Desses 120 milhões de consumidores, cerca de 22 milhões
são pessoas que atualmente não têm acesso ao crédito. “É uma conquista muito
grande. Entre outros benefícios, o Cadastro Positivo vai baratear o crédito e
diminuir os juros, já que as informações trarão mais tranquilidade para as
empresas concederem crédito, sabendo exatamente quem paga em dia e quem tem
histórico ruim de pagamento”, afirma o presidente da ACE-Guarulhos, William
Paneque, que também é vice-presidente da RA-3 (Alto Tietê) da Facesp.
Para o presidente da Boa Vista, Dirceu Gardel, este é um momento histórico para
o país que, após décadas aguardando a efetividade do Cadastro Positivo, passará
a experimentar essa nova realidade. Na opinião do executivo, o Brasil entra
para o grupo de países que analisam o comportamento creditício do consumidor
não só por meio das informações negativas – de inadimplência, especialmente –,
mas também as informações de pagamento. O que tende a tornar muito mais justo e
inclusivo o processo de análise e de concessão de crédito no país.
De um modo geral, um dos impactos mais aguardados é a redução da taxa média de
juros de empréstimos pessoais, que, atualmente, é de 45% ao ano, segundo o
Banco Central. Em outras modalidades, como na do cartão de crédito, a taxa de
juros ao ano é de 295,5%, enquanto os juros do cheque especial chegam a 318%.
“Atualmente os que pagam em dia e os que atrasam o pagamento das suas contas
são avaliados da mesma forma e pagam as mesmas taxas de juros. Com a nova lei,
será possível distinguir este comportamento e aplicar taxas e condições
diferenciadas”, explica o presidente da Boa Vista.

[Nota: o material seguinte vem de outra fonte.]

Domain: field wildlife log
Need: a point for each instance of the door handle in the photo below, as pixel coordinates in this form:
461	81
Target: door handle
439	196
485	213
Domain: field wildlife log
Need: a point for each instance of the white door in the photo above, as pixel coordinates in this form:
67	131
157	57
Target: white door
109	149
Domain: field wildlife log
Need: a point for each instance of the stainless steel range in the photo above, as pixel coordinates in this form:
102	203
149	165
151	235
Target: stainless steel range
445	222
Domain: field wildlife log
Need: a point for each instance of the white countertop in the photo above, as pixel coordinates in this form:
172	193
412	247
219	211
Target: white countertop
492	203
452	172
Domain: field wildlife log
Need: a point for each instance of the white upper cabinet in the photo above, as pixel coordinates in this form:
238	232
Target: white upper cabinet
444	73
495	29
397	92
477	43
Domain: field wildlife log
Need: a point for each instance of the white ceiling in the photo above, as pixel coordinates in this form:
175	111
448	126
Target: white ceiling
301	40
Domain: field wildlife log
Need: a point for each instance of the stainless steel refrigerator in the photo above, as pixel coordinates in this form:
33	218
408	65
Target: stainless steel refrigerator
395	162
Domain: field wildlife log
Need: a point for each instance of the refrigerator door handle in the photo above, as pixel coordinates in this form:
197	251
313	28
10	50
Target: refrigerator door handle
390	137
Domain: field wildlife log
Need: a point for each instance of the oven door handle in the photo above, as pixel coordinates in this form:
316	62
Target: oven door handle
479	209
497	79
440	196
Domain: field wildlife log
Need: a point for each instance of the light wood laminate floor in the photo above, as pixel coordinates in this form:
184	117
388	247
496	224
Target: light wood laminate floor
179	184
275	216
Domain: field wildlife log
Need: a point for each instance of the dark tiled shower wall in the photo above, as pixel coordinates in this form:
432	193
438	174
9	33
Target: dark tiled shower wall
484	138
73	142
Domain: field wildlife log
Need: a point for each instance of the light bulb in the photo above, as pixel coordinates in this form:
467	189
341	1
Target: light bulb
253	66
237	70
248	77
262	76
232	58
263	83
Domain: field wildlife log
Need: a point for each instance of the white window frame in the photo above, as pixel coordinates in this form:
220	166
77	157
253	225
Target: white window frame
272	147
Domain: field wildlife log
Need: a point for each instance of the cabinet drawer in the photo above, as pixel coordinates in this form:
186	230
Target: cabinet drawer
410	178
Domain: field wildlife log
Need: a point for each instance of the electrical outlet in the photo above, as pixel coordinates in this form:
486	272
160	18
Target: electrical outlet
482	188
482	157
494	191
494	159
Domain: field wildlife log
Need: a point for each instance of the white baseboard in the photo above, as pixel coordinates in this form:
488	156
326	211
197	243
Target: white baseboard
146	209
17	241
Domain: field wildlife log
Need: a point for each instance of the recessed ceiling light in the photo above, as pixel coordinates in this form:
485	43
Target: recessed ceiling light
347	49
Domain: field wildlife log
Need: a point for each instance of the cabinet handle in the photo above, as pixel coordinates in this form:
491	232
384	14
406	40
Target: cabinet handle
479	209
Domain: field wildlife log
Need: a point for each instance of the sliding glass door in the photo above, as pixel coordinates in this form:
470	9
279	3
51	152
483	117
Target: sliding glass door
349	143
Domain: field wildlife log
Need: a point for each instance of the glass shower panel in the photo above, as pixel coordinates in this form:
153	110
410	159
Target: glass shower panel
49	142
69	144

Com a sanção presidencial, as fontes – empresas credoras como instituições
financeiras, varejistas e que prestam serviços continuados de consumo
(telefonia, energia, gás etc) –, após o prazo de 90 dias serão obrigadas a
enviar as informações às gestoras de dados, como a Boa Vista. Feito isso, em
até 30 dias os consumidores serão comunicados sobre a inclusão no Cadastro
Positivo.
Estima-se que para o início de 2020 será possível começar a colher resultados
desse processo de coleta de informações, como a ampliação do crédito e a
diminuição da inadimplência. Isso porque começarão a ser apresentadas operações
mais customizadas ao comportamento de cada consumidor.
O Cadastro Positivo impactará especialmente empresas que utilizarem as suas
informações para aperfeiçoar o modo como analisam os perfis dos seus clientes e
como concedem crédito. Essa precisão contribuirá para que as propostas de
financiamento tenham condições de pagamento e taxas mais adequadas,
potencializando novos negócios, inclusive, o Retorno sobre Investimento – ROI.
Consecutivamente, o reflexo disso tudo será perceptível na economia.